Services, Not Manufacturing or Resources, Driving Economic Recovery: Stephen Poloz
Stephen Poloz, the governor of the Bank of Canada, told a Toronto-based think-tank that services, and not manufacturing or resources, will drive Canada’s near term economic growth.
Poloz spoke at a meeting of the C.D. Howe Institute in Toronto on Monday night. He said manufacturing and natural resources remain important parts of the Canadian economy, but it’s been 60 years since the number of Canadians employed in the goods sector surpassed those working in services.
“We have been much more than a nation of hewers of wood and drawers of water for along time, yet the cliché lives on,” Poloz said. “I strongly believe that the continued expansion of our service sector is pointing the way toward full economic recovery and the return of sustained, natural growth.”
Poloz said the bank is confident the economy will find its way back to full output. “As these new sources of growth add up, we will gradually absorb our excess capacity sometime around mid-2018, and inflation will converge on our 2 per cent target from below.”
Earlier Monday, Poloz said in an interview with Bloomberg TV that the Canadian economy would need to go through a “significant drop” to miss that target.
While the growth in services might reflect a trend that has been underway for decades, Poloz told the C.D. Howe meeting he is specifically looking to job and business growth in services to fill the hole left by two shocks that date from the financial crisis of 2008-09. A drop in export capacity and a decrease in resources prices, particularly oil, have pulled between $80 billion to $90 billion out of Canada’s roughly $2 trillion economy.
Poloz said services are already an important source of export growth.
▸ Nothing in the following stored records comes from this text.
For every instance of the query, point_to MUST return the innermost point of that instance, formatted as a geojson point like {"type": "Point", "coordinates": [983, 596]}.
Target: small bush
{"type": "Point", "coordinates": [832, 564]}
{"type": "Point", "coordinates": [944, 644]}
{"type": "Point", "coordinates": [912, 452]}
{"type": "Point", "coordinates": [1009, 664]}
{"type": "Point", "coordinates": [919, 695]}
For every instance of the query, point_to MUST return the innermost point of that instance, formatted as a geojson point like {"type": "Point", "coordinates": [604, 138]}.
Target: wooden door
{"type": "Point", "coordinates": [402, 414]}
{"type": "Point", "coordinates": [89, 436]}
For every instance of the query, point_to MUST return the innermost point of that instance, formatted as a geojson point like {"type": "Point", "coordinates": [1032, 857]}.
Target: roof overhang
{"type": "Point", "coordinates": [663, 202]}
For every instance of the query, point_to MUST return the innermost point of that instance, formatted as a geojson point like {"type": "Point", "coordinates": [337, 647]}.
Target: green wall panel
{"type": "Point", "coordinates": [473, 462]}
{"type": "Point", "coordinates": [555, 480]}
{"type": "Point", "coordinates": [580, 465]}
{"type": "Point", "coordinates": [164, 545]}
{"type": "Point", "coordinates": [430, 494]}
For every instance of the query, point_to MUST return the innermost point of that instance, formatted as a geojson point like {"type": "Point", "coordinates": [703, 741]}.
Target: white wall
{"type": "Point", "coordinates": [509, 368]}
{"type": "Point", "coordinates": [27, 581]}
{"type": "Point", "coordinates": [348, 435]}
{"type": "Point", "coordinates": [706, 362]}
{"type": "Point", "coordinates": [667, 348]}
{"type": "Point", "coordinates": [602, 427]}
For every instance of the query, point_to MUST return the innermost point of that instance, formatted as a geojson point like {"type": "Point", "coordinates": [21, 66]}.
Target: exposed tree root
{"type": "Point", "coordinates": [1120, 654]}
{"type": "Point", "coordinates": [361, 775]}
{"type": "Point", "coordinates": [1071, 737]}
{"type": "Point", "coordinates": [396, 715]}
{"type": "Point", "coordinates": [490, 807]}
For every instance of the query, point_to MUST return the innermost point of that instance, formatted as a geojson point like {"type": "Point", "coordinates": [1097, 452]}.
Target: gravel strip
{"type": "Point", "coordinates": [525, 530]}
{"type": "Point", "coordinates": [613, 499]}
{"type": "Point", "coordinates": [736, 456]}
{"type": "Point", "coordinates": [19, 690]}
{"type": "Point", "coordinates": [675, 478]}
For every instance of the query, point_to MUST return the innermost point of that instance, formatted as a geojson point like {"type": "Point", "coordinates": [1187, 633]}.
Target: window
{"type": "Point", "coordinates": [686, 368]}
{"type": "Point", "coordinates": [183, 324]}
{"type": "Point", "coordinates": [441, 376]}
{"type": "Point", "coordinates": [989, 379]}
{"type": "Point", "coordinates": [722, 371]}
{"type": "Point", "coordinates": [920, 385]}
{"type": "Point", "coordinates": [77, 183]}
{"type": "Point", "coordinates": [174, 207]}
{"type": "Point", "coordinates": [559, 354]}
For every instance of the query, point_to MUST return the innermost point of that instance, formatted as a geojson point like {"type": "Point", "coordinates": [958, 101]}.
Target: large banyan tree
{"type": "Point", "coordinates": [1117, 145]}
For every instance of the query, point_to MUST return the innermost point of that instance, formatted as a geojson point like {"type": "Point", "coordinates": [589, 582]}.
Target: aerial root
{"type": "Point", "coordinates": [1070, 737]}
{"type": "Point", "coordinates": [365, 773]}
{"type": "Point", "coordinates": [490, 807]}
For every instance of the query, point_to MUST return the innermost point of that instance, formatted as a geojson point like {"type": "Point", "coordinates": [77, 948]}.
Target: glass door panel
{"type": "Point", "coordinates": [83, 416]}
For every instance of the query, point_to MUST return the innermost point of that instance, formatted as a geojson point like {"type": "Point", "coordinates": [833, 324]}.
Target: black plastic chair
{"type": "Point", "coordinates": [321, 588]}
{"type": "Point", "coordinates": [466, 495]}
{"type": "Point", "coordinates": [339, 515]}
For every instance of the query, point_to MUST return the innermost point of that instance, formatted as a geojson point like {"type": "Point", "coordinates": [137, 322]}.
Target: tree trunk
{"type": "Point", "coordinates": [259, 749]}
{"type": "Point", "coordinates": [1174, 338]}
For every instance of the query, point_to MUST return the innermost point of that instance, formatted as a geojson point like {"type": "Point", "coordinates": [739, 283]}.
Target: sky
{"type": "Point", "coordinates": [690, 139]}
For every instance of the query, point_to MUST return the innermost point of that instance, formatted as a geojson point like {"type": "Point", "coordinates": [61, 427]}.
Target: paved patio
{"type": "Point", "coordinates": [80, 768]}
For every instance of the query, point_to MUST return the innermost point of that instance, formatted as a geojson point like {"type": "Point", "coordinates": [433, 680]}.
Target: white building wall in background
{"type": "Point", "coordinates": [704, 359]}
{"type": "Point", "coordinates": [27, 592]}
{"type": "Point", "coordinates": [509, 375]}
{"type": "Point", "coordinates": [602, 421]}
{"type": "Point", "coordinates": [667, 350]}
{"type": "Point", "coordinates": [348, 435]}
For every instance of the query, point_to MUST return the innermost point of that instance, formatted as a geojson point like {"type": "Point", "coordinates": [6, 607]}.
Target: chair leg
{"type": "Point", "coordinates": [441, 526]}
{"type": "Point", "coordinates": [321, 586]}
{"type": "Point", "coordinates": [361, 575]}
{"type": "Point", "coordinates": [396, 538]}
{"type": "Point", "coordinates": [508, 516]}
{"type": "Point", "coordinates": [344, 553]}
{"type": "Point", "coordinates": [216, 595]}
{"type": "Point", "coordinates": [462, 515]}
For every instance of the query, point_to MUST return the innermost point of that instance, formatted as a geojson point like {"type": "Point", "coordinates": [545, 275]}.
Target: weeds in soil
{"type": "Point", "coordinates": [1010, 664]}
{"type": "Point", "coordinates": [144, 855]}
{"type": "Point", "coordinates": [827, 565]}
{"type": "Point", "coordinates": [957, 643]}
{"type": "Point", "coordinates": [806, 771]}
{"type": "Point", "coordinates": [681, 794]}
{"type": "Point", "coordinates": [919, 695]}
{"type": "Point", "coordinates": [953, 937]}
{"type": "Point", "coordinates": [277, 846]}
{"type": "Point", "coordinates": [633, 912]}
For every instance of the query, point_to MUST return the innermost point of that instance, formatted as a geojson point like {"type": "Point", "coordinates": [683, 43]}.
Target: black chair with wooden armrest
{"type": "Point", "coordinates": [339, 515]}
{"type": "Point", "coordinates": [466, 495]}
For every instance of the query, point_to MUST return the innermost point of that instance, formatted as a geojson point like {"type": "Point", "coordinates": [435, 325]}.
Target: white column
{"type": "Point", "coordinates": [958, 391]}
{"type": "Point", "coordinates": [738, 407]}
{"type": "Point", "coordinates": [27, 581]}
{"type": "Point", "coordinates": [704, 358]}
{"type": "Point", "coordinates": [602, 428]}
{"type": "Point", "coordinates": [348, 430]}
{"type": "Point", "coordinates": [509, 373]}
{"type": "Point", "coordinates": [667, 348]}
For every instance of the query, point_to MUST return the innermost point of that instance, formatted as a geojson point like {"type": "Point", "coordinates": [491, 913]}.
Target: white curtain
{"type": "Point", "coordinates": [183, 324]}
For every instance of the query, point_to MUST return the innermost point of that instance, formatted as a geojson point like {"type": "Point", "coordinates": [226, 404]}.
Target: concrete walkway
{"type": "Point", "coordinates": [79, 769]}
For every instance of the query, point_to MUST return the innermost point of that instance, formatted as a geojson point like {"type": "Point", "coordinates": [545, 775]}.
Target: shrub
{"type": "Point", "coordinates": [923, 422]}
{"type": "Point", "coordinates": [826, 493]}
In the first half of 2016, Canada was on track to export $100 billion in services, up $25 billion from five years ago. “At a time of sluggish trade growth worldwide, exports of Canadian commercial services such as engineering, research and development, and financial services have grown by more than 5 per cent annually since 2000,” he said.
Despite his views on the rising value of services, he said resources will remain a significant part of the Canadian economy. The growth of services, he said, has more to do with Canada becoming a more diversified economy than leaving resources behind. “People sometimes seem to lose sight of the fact that it is much better for a diversified economy to have a significant endowment of natural resources than not.”